“Romeo and Juliet” brings classic love story to CSUN with a twist

Katie Donahue

William Shakespeare’s classic play “Romeo and Juliet” is coming to CSUN with a twist on the familiar tale of family rivalry and young love.

The Acting Company is bringing its national tour to campus Oct. 27 at the Plaza del Sol at 8 p.m.

Kaliswa Brewster and Alejandro Rodriguez star in The Acting Company's "Romeo and Juliet." Photographed by Ivana Goldstein, courtesy of The Acting Company

The production stays true to the original language but is set in 1912.

Elizabeth Stahlmann is reprising her role of the nurse for the second year.

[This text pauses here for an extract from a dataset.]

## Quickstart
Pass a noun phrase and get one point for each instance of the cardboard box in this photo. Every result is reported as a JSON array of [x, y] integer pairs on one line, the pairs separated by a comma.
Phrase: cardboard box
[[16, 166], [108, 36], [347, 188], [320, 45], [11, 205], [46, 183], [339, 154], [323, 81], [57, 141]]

“It was a time when people of the post-Victorian, pre-WWI era were developing their own set of rules,” Stahlmann said.

Kaliswa Brewster plays Juliet Capulet.

“It was a time of immense hope in the world,” Brewster said. “The tragedy (of the play) only bears any weight if we start at a place of hope.”

When “Romeo and Juliet” was written, people believed fate ruled their lives, Brewster said, adding that the characters are actively trying to control their destiny.

“With the economy, the climate, the war, I think the idea that choice is highly important resonates with a lot of people,” she said.

The issue of family dynamics is also a main theme in regards to the infamous feud between the Montagues and Capulets, particularly when it comes to generational differences.

“The young people are inheriting the struggles of their ancestors,” Stalhmann said, adding that in the play, they either commit to the struggle or break free.

The generational struggle is evident in the love story between the 13-year-old Juliet and the slightly older Romeo.

Alejandro Rodriguez plays Romeo.

“One of the things (Shakespeare) is asking us to consider about young love is that it is important,” Rodriguez said. “Just because you’re 15 doesn’t mean it should be brushed aside.”

The play also highlights the danger of dismissing young people’s passions, whether that passion is for love, sports or art, Rodriguez said.

“If there was just a little more listening in this play, it wouldn’t end the way it does,” Rodriguez said.

Shakespeare’s body of work as a whole also continues to endure despite the passage of time.

“He was really able to capture, literally, the heartbeat of humanity,” Brewster said. “It endures because who we are as people, flawed people trying to make it in the world, that’s never going to be something that goes out of style.”